The minister thrust a photograph beneath Gabriel’s nose. A man sitting in a café in Annecy. “Did he?”
Gabriel nodded.
“Were you able to identify him?”
“No.”
Another photograph. “What about her?”
“I believe I spoke to her last night.”
“She handled the negotiations?”
“There were none.”
“There was no exchange of money?”
“The demand was abdication.”
“And the ten shots you fired?”
“I saw the light of a mobile phone. I assumed he was using it to detonate the bomb.”
“He?”
Gabriel inclined his head toward the man in the photograph. “If I had hit him—”
“You might have saved the child.”
Gabriel said nothing.
“It was a mistake not to involve us. We could have brought her in safely.”
“They said they would kill her.”
“Yes,” said the minister. “And now she is dead.”
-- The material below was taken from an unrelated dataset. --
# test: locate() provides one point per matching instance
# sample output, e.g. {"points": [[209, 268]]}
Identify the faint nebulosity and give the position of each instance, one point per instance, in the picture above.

And on it went, deep into the afternoon, until the lights of Paris glowed beyond the ministry’s windows. It was a folly, and both sides knew it. The French intended to sweep the entire messy episode under the rug. When at last the questions stopped and the note takers laid down their pens, there were handshakes all around. They were of the graveside variety, fleeting, consoling. A ministry car took Gabriel, Mikhail, and Keller to Charles de Gaulle. Keller boarded a plane bound for London; Gabriel and Mikhail, for Tel Aviv. During the four-hour flight they did not speak of what had transpired in the field in the Département du Tarn. They never would.
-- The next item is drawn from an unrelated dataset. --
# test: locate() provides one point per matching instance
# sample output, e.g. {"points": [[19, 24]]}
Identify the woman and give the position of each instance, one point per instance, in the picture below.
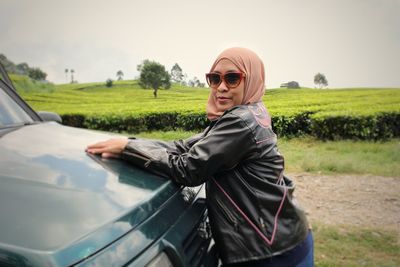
{"points": [[253, 217]]}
There was a small item the next day in one of the southern papers, something about a set of remains being found in a remote field, an adolescent, almost certainly a female. It made Le Figaro, and a short story was read on one of the evening newscasts, but the French cover-up was so thorough—and the French media was so distracted by the “Yellow Vests”—it was soon forgotten. At times, even Gabriel wondered whether he had dreamed it. He had only to listen to the recordings of his conversations with the woman to be reminded that a child had been blown to pieces before his eyes.